Memory model

GREASE builds on the Macaw and Crucible-LLVM memory models.

Background: Crucible-LLVM

In the Crucible-LLVM memory model (permalink),

Each allocation in the memory model is completely isolated from all other allocations and has a unique block identifier. Pointers into the memory model have two components: the identifier of the block they reference and an offset into that block. Note that both the identifier and the offset can be symbolic.

Said another way, the memory model is two-dimensional: One "axis" of a pointer determines which allocation (possibly allocations in the case of a symbolic block identifier) it points to, and the other "axis" is the offset within that allocation.¹ For example, the null pointer is represented by the pair (0, 0x0).

Global memory

The Macaw memory model (and so, GREASE) represents a binary's address space as a single Crucible-LLVM allocation of size 0xffffffff. Pointers that appear in the binary become offsets into this allocation. For example, if the global allocation had block identifier 1, the global g was at address 0x903278, then a load from g would become a load from the Crucible-LLVM pointer (1, 0x903278).

Mutable globals

Mutable global variables are tricky:

• If GREASE initialized mutable global variables to their initial values or to completely symbolic values, it's possible that GREASE would report "bugs" that are infeasible in practice, because the value of the global required to trigger the bug isn't actually feasible at any of the callsites to the function under analysis.
• On the other hand, if GREASE doesn't initialize global variables at all, any loads from them (that aren't preceeded by writes made by the function under analysis or its callees) will fail. As mutable global variables are pervasive, this would lead to a significant lack of coverage.

GREASE's behavior in this regard is controlled via the --globals flag. The possible values are:

• Initialized: Each mutable global is initialized using its initializer before analysis of the target function.
• Symbolic: Each mutable global is initialized to a symbolic value before analysis of the target function.
• Uninitialized: Mutable globals are left uninitialized. Reads from mutable globals will fail, causing GREASE to be unable to proceed with analysis.

The stack

GREASE represents the stack as a separate Crucible-LLVM allocation. Before symbolically executing the target function, the stack pointer is initialized to point at the end of a fairly large allocation (currently, 1 MiB). This means that GREASE assumes a standard stack discipline, namely that the stack grows downwards from high addresses to low, and functions never access memory above their stack frame (with some exceptions, which are explained below). In theory, false positives may occur if a binary overruns this stack allocation, though in practice, symbolic execution of that much code would take a considerable amount of time.

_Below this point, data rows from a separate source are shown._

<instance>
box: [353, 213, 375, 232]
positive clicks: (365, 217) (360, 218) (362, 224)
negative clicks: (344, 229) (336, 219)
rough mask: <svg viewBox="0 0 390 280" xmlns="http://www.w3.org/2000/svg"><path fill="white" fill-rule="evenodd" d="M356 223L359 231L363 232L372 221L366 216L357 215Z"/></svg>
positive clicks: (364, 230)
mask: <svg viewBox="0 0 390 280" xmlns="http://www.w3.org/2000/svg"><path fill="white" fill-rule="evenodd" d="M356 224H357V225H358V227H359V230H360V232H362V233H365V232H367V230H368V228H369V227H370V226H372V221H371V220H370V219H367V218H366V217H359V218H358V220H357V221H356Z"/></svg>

On some architectures, GREASE will allocate a small amount of space just above the stack frame to store the current function's return address (e.g., on x86-64 and PowerPC) or the back chain (e.g., PowerPC), but otherwise, GREASE will assume that functions never access memory above their stack frame. Note that because GREASE leaves most of the space above the stack frame unallocated by default, this will cause GREASE to reject programs that load function arguments that are spilled to the stack.² In general, it is challenging to infer how many arguments a function has from analyzing raw assembly code, so GREASE does not make an effort to do so.

Instead, GREASE offers a --stack-argument-slots=<NUM> that can be used to allocate <NUM> additional stack slots above the stack frame before simulating the entrypoint function. <NUM> is 0 by default, so if you know ahead of time how many stack-spilled arguments the entrypoint function requires, you should use --stack-argument-slots to ensure that GREASE can simulate it properly. Note that in general, it is not advisable to run GREASE with a large --stack-argument-slots value. This is because if GREASE reserves more stack space than what is required to model stack-spilled arguments, then reading from the extra stack space will succeed (incorrectly) instead of resulting in an uninitialized stack read error (which is normally what is desired).

The heap

GREASE overrides the behavior of the malloc and free functions such that they interact nicely with the Crucible-LLVM memory model. Each call to malloc will generate a distinct allocation with a non-zero block identifier that is different from all other allocations in the program, including global memory. Similarly, each call to free will deallocate a Crucible-LLVM allocation.

Be mindful of the following limitations of GREASE's model of the heap:

• There is no limit to the maximum heap size, so GREASE cannot model heap overflows.
• Because each heap allocation is completely isolated from all other allocations, GREASE cannot model events that would arise after certain types of heap-related exploits (e.g., buffer overflows).